Durmo cansadamente, após os gritos da violência que voltam em sonhos inenarráveis à minha cabeça incendiada, olhos vermelhos de sangue não derramado. Têm sido estas as minhas noites ao lado dos véus amarrotados, de noivas mortas, agora já entregues no hospital para servirem eventualmente de ligaduras ou fingir de lençóis. Estão limpos, amarrotados mas limpos, e são leves, talvez dos quartos abandonados no sul pelas crianças que as minas mutilaram e os pais arrastaram pela selva, magras, de olhos grandes e moscas a rondá-los, enquanto aquela gente atravessava uma parte dos Dembos, murmurando dores. É isso o que vejo, atrás de janelas fechadas, nem risos nem corridas, bué Numbaca, boinas azuis ajudando a gente a chegar perto da água, a dois quilómetros da grande cidade. Se calhar estou já meio acordado, porque os panos brancos, enrodilhados e brancos, existem sobre camas de ferro e as sirenes abrem caminho pela rede apertada dos muceques. Menino não chora, mosquitos e moscas foram embora, é preciso lavar as feridas, pintar tudo com betadine, levar pica e dormir, sem sonhos, enquanto o dotô cura a metade da perna e faz todos andar com muletas.

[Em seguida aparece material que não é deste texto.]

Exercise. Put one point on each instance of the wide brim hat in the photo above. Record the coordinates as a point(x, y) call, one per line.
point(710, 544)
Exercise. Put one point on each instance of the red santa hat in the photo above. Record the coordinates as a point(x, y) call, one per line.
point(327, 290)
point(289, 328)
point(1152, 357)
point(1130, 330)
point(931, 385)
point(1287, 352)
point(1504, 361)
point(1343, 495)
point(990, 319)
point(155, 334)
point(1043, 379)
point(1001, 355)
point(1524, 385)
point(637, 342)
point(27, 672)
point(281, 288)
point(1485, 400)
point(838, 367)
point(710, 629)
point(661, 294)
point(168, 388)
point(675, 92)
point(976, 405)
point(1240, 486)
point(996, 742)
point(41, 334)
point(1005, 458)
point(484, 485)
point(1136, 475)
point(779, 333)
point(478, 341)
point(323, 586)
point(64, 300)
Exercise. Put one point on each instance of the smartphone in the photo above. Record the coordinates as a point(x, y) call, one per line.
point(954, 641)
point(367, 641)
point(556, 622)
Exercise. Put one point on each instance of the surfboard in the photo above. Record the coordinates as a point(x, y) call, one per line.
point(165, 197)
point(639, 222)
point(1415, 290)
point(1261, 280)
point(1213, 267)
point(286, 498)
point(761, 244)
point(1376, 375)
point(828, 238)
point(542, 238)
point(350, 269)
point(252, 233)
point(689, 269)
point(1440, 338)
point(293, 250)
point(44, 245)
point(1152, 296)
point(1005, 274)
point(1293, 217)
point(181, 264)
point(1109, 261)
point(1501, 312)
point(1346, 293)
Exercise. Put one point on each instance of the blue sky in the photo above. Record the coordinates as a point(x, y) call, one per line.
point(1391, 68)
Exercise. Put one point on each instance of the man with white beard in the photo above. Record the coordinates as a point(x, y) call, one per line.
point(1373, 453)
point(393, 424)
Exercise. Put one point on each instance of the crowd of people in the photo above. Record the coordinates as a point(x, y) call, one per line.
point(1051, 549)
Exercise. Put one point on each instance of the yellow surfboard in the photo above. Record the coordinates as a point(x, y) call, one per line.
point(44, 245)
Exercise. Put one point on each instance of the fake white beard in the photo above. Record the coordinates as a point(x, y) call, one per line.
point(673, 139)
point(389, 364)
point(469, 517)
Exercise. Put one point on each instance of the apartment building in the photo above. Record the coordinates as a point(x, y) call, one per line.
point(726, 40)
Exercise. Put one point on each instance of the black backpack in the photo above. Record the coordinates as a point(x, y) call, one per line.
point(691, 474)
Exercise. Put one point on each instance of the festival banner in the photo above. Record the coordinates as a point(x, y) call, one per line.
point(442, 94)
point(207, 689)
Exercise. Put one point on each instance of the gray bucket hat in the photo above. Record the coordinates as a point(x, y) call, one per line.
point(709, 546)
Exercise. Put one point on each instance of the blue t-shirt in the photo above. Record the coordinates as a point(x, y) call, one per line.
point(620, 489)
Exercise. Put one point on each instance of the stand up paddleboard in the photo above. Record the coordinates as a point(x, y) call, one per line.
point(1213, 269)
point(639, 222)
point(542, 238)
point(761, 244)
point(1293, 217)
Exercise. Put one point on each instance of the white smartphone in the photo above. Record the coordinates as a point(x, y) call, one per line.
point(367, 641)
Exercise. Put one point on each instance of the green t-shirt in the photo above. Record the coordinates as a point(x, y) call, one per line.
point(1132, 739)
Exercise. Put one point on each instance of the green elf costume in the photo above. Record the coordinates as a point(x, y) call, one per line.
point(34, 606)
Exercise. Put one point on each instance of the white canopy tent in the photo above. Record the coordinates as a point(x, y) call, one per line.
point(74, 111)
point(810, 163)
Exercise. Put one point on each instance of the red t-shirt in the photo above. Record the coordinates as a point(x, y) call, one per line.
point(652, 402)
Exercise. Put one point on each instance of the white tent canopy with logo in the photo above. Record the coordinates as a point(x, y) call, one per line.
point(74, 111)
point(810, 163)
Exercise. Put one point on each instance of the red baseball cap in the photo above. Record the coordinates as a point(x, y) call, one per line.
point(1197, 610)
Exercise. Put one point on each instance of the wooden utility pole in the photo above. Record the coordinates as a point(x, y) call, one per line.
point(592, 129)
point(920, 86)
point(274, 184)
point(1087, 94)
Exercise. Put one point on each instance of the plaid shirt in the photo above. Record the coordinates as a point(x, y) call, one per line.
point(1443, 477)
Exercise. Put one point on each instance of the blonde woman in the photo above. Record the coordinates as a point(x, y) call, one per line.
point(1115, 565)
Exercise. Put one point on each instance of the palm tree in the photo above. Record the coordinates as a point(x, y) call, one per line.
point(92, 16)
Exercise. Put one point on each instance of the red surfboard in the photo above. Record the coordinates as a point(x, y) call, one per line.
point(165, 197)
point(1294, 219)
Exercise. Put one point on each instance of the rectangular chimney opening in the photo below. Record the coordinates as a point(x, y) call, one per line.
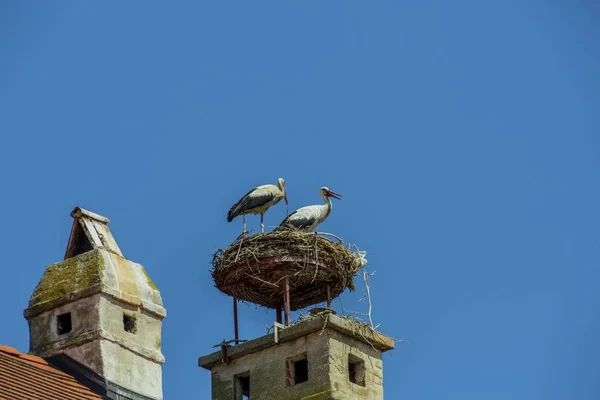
point(296, 369)
point(242, 386)
point(129, 323)
point(63, 324)
point(356, 370)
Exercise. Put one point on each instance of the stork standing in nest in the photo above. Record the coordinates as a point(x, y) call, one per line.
point(308, 218)
point(258, 201)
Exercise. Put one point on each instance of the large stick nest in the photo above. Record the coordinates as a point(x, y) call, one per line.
point(254, 268)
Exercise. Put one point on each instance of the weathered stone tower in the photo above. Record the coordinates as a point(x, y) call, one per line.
point(101, 310)
point(324, 357)
point(320, 357)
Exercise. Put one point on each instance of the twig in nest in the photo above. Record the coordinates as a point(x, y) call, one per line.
point(331, 235)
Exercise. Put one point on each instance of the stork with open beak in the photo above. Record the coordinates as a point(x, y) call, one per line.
point(258, 201)
point(308, 218)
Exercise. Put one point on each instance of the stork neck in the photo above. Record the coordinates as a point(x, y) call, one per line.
point(327, 204)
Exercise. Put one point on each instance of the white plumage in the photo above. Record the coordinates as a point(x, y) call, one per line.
point(308, 218)
point(258, 201)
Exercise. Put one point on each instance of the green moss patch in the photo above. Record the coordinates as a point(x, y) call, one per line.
point(69, 277)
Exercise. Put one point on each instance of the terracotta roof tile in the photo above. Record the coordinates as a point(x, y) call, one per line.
point(25, 377)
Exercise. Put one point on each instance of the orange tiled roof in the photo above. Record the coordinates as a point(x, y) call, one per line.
point(27, 377)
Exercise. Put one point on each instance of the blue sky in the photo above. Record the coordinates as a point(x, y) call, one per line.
point(463, 136)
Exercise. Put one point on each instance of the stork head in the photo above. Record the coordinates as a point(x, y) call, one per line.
point(325, 192)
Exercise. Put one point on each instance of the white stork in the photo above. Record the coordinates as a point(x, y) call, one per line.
point(258, 201)
point(309, 217)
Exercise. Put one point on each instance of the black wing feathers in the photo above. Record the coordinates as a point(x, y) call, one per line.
point(246, 203)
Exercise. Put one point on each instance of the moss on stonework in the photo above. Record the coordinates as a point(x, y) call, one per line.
point(152, 285)
point(68, 277)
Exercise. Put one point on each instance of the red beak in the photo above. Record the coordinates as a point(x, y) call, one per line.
point(331, 193)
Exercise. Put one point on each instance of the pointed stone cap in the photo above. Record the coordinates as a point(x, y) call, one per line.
point(94, 264)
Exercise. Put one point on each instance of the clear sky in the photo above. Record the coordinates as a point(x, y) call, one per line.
point(462, 134)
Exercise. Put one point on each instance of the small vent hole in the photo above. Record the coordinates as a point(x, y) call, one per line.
point(356, 370)
point(296, 370)
point(129, 323)
point(63, 324)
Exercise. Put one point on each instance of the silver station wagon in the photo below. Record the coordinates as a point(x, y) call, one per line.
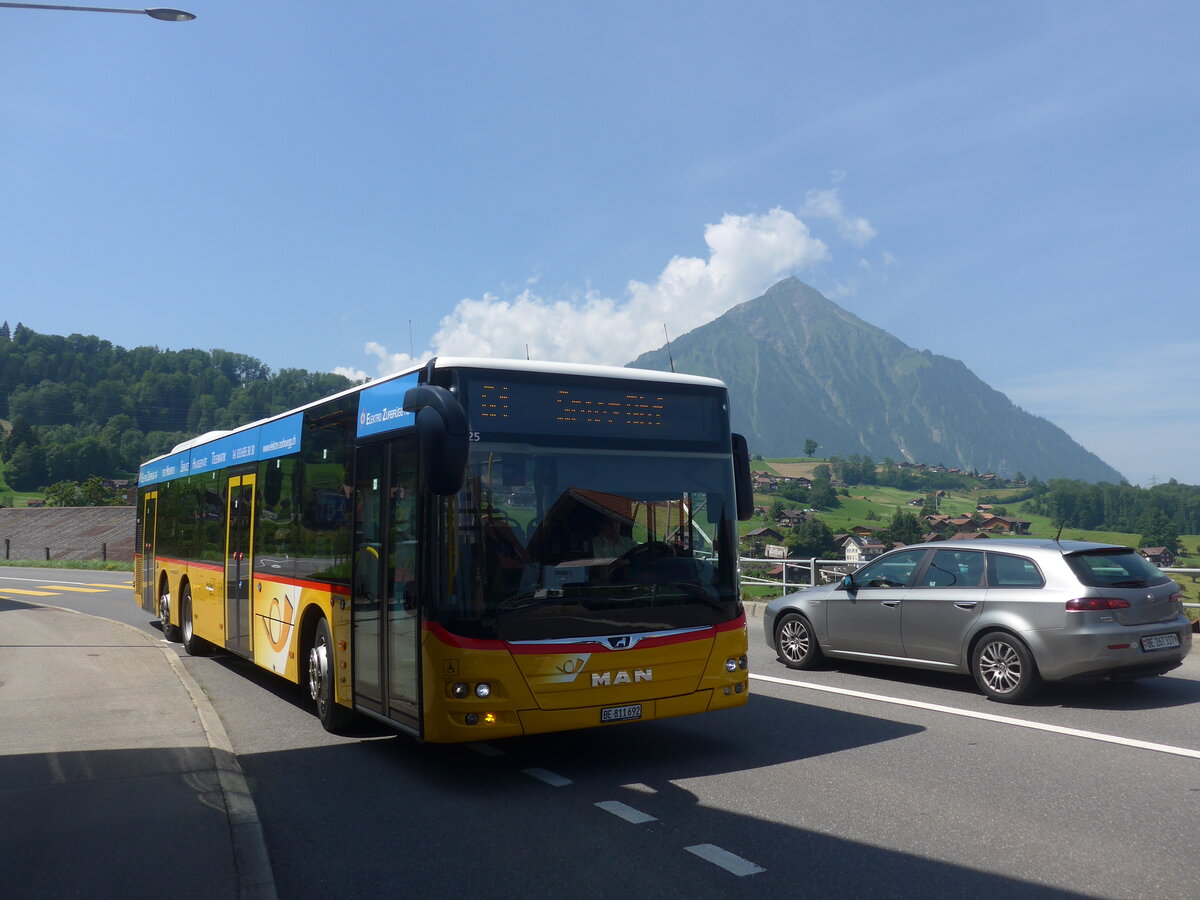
point(1009, 612)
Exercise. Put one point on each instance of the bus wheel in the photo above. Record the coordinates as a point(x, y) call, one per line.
point(193, 645)
point(321, 681)
point(169, 631)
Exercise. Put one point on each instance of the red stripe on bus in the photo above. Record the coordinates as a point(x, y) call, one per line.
point(517, 649)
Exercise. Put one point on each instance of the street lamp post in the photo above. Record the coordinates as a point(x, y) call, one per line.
point(161, 13)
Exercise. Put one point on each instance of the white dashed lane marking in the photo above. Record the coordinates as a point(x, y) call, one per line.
point(729, 862)
point(624, 811)
point(550, 778)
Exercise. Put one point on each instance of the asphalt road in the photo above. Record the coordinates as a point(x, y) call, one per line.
point(845, 781)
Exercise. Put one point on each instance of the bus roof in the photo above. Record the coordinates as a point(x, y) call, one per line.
point(517, 365)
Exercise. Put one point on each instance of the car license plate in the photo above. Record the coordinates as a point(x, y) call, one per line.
point(616, 714)
point(1159, 642)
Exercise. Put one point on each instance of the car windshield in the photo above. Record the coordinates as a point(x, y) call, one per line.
point(553, 544)
point(1115, 569)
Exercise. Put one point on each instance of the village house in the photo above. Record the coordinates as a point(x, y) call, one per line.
point(1159, 556)
point(858, 549)
point(792, 517)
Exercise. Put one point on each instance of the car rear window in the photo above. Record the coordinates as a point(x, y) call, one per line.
point(1008, 571)
point(1115, 569)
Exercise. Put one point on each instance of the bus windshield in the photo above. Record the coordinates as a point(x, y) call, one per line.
point(551, 544)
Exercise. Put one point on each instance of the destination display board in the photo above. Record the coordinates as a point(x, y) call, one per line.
point(594, 408)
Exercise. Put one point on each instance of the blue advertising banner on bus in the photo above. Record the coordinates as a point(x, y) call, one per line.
point(382, 407)
point(264, 442)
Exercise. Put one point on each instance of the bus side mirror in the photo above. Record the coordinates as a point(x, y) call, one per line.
point(743, 485)
point(442, 427)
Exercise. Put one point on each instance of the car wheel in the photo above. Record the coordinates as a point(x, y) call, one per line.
point(1003, 669)
point(334, 717)
point(169, 631)
point(797, 642)
point(193, 645)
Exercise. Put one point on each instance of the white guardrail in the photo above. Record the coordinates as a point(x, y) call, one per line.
point(798, 574)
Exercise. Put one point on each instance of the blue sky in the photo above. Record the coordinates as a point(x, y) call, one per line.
point(336, 186)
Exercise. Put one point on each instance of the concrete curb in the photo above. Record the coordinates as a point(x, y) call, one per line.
point(256, 879)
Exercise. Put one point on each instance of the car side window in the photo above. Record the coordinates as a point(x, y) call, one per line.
point(953, 569)
point(1006, 571)
point(891, 571)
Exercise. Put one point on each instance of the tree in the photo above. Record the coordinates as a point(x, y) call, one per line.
point(63, 493)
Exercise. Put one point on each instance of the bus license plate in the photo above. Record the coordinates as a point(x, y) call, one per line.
point(616, 714)
point(1159, 642)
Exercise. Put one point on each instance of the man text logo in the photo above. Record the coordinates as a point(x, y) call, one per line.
point(604, 679)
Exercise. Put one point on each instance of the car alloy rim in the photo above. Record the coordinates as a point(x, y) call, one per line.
point(1000, 666)
point(795, 640)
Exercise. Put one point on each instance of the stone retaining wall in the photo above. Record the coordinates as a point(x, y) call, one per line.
point(69, 532)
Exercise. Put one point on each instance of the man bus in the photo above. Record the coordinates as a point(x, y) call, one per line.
point(423, 549)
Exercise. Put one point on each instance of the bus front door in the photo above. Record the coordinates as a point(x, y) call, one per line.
point(387, 627)
point(239, 533)
point(149, 597)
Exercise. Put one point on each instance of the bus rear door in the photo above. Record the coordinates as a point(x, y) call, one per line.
point(387, 623)
point(239, 533)
point(149, 595)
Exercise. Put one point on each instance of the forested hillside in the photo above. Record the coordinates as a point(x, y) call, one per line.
point(1171, 508)
point(79, 406)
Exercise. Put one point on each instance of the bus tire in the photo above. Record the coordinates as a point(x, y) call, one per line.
point(334, 717)
point(193, 645)
point(169, 631)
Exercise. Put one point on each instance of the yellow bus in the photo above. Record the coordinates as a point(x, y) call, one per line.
point(469, 550)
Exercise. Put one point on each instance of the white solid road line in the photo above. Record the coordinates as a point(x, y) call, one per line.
point(990, 718)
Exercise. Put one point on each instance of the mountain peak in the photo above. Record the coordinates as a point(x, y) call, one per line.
point(799, 366)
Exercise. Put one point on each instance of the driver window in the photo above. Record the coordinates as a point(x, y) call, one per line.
point(891, 571)
point(954, 569)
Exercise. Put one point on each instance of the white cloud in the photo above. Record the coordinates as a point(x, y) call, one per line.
point(745, 256)
point(827, 204)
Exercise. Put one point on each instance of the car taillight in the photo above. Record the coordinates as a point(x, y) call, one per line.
point(1092, 604)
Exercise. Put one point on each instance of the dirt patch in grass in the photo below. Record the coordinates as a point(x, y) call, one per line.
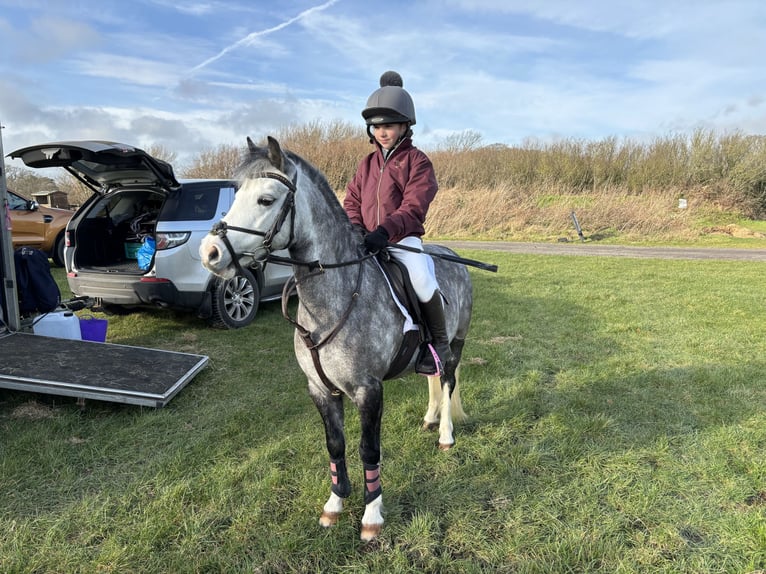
point(32, 410)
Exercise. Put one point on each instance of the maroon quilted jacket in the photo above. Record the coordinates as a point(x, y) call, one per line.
point(394, 193)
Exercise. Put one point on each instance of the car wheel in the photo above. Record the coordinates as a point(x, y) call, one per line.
point(235, 301)
point(58, 251)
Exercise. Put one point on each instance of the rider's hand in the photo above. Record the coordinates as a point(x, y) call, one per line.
point(376, 240)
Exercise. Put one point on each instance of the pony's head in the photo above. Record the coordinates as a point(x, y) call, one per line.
point(261, 218)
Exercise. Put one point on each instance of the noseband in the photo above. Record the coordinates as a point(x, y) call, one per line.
point(288, 208)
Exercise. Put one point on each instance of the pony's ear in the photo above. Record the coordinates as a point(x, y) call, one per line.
point(275, 154)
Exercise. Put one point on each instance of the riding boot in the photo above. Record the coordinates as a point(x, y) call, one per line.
point(437, 353)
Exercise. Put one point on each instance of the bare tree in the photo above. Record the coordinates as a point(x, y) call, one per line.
point(217, 163)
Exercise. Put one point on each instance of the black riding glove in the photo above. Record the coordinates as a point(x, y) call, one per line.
point(376, 240)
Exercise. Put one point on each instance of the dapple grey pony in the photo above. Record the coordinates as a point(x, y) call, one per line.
point(348, 325)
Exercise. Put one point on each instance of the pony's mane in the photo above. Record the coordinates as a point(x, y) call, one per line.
point(255, 162)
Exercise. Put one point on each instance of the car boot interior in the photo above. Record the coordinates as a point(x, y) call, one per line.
point(112, 230)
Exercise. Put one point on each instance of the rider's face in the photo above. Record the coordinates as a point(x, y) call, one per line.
point(388, 134)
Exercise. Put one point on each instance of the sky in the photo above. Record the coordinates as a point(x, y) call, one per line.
point(191, 76)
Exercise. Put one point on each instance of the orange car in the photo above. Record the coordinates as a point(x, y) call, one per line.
point(38, 226)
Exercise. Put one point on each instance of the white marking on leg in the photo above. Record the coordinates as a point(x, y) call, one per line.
point(372, 521)
point(431, 418)
point(446, 440)
point(458, 414)
point(331, 511)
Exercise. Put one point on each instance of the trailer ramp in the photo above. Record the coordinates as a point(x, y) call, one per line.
point(91, 370)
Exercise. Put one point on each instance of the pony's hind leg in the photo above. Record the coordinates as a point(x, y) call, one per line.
point(369, 401)
point(444, 402)
point(331, 409)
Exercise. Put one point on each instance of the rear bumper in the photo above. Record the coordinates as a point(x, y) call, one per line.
point(123, 289)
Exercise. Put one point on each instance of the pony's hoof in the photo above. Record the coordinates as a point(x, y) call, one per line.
point(370, 532)
point(329, 519)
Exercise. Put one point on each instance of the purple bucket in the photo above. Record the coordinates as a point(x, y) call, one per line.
point(92, 329)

Tu estás vivo, menino, importa mais do que ter as duas pernas. Importa? Ué. E como menino vai jogar bola na terra do aldeia?
Acordo assombrado, a cama bem perto de uma janela de cidade, os véus lisos e suspensos em picado, um chão de madeira na sombra. Acordei assim, cheirava a remédios e olhei para cima e vi a janela de cidade com os véus branco-cinza subindo ou caindo geometricamente. Todo o mundo onde o homem sobrevive como nestes casos é feito destes pontos na distância, vemos um vértice que não existe, estou de cabeça tonta, estas linhas têm de ser paralelas, enfim paralelas após um acordar inteiro e eu já estiver de pé, comendo uma côdea de pão amassado pelo diabo.
Pensando bem, puxando bem pela minha condição e consciência, como é que o menino vai jogar à bola na terra da aldeia?
2 comentários:
Nós é que fazemos os meninos infelizes ou, melhor, os julgamos infelizes...
li. Senti. Sinto. E quedo-me. Não paralisado mas dorido. Não sei comentar porque não há que comentar. Mas mudar.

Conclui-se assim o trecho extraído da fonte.